思わず目を近づけようとしたのを、朝子が手で遮った。

「待って待って。せーので見るのが普通でしょ」

手で裕の目の前を隠しながら、朝子も脚立に片足を乗せる。重みが片方に寄り不安定になるので、裕はその反対側に体重をかけ、倒れるのを防ぐ。
朝子の体が安定したところで、二人は顔を合わせた。至近距離で朝子の眼鏡の奥の瞳がさらに好奇に輝いて見える。

「じゃあ、せーので覗こうか」
「うん」

もうこうなったらぱっと見てすぐに目をそらす。朝子に気づかれないように下を見ればいい。裕ははあ、と息を吐き、目の前の手のひらが外されるのを待った。

「せーのっ」

さっと手が外され、目の前に欄間が映る。裕は顔をぐっと近づけ、その隙間を覗いた。

あっと思い、すぐにそらす。

下を見ればいいのだ、という決意は簡単に崩れ、裕は目を丸くして朝子の横顔に目を向ける。
朝子はじっと欄間の隙間を覗いている。室内の埃が朝子の肌の周りを漂っているのがよく見えた。
横から見えるその瞳が何を映しているのか。裕と同じなのか。または違うのか。
そわそわしながら朝子を見つめていると、ふいに顔が欄間から遠ざかり、朝子は脚立を降りた。途端にぐらついたので、裕も後に続く。
畳の上に両足をつけてから朝子を見上げると、朝子のため息をとともに目が合った。
つまらなそうな瞳。見るからに落胆している。

「嘘じゃん」

朝子はがっかりしたように言った。

「なーにが地獄が見えるよ。

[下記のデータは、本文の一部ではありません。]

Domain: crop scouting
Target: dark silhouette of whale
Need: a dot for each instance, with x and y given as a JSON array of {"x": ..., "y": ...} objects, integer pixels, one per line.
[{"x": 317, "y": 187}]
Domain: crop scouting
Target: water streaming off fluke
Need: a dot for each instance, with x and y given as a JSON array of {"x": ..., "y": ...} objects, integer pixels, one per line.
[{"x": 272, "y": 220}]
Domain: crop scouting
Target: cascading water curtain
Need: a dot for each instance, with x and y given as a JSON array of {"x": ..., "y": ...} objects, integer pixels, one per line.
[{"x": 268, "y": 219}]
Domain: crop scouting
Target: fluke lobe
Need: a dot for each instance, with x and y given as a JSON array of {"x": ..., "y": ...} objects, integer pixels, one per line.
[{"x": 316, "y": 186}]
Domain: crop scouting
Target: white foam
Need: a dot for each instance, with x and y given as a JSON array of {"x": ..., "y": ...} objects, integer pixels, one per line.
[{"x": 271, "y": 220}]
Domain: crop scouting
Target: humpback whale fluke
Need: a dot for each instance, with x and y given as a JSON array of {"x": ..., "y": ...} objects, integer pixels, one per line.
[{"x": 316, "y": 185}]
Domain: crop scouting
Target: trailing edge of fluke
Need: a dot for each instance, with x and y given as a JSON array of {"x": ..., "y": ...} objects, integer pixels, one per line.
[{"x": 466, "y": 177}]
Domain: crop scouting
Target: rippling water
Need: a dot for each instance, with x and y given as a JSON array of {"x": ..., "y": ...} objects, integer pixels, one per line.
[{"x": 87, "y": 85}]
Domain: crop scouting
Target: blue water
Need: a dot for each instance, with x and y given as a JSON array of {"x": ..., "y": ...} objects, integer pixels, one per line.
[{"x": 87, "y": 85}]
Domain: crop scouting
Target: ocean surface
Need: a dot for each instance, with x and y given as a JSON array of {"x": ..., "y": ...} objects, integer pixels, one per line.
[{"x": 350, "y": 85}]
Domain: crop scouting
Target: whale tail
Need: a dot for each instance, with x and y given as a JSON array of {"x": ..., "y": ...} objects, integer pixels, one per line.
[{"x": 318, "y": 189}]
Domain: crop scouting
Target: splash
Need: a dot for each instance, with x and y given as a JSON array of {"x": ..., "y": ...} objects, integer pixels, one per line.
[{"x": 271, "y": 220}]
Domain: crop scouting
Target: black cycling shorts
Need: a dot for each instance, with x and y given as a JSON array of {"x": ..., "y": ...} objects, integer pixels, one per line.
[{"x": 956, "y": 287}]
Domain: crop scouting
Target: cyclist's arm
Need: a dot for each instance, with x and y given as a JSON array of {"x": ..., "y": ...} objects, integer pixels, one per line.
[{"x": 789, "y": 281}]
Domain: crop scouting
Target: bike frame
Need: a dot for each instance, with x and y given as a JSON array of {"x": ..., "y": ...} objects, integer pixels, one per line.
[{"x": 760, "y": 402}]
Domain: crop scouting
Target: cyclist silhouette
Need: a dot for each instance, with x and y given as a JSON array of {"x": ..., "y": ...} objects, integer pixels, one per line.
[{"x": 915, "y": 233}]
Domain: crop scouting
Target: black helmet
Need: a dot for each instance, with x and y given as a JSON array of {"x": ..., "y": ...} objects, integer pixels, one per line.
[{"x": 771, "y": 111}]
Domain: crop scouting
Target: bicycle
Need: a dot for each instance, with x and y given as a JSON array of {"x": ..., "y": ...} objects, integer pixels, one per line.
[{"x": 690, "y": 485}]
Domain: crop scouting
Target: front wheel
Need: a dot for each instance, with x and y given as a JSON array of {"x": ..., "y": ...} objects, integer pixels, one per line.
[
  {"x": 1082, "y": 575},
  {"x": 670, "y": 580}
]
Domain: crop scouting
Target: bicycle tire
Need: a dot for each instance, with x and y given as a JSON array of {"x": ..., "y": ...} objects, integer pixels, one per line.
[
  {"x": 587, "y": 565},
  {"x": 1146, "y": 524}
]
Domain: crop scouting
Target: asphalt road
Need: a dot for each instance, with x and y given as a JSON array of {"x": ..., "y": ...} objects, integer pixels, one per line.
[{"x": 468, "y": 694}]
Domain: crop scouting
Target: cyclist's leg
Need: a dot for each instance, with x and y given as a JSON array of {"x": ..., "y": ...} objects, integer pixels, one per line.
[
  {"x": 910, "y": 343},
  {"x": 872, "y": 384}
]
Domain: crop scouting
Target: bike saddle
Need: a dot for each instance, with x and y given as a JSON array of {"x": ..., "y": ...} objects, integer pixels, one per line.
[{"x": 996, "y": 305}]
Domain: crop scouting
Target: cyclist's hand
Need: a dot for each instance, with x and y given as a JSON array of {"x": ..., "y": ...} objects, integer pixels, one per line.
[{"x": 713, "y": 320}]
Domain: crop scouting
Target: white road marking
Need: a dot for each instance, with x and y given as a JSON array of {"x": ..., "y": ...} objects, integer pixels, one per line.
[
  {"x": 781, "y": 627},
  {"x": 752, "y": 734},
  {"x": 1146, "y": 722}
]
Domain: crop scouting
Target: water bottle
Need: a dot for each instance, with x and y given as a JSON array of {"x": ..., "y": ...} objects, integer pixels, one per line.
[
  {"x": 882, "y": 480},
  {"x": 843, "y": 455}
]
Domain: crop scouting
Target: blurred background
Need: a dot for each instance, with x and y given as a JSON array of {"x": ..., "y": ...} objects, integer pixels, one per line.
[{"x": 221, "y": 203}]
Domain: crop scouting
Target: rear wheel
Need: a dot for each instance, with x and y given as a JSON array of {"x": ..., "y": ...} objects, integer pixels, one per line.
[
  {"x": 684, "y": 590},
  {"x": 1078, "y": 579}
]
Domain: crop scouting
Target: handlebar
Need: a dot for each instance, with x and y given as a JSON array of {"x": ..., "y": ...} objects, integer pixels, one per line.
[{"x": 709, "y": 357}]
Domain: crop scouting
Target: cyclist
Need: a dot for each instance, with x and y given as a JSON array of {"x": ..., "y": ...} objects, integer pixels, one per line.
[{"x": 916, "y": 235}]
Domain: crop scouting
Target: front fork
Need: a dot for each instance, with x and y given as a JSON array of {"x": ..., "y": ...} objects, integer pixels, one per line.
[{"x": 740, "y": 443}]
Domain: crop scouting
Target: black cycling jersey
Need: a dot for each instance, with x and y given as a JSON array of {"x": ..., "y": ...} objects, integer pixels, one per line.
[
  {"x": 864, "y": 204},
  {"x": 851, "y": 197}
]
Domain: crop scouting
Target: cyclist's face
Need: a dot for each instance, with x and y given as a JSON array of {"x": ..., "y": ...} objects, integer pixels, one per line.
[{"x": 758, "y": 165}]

真っ暗で何も見えなかったわ」

やれやれ、と大げさに手を振り、朝子は脚立を片手で持ち上げた。
向かう時と異なり、だらだらとした足どりで部屋を出る。裕も続いて部屋を出た。

「これ、外に返しに行くのめんどくさいなあ」
「玄関に置いておいたら?」
「そしたら兄ちゃんに何に使ったんだって聞かれるでしょ。返すわよ」

朝子は物置に向かうべく、裸足のまま縁側を出た。

「懐中電灯持ってこようか?」

裕が訊ねる。朝子は足を止めずに首を横に振った。

「いい。月があるからよく見えるわ」
「わかった」

縁側に留まり、裕は朝子の後姿を見つめる。
家の中にいても、朝子の藍色のパジャマが色まではっきりと見える。眩しいくらいの満月。母の予想通り、明日は晴れるに違いない。
裕は所在なさげに両腕で体を包み、寒くもないのに抱え込んだ。いくらお金を渡されても、もう一度上を覗いてみようとは思えない。

部屋の内側から覗いたのだ。月明かりを正面に据えたのに真っ暗なんて、あり得ない。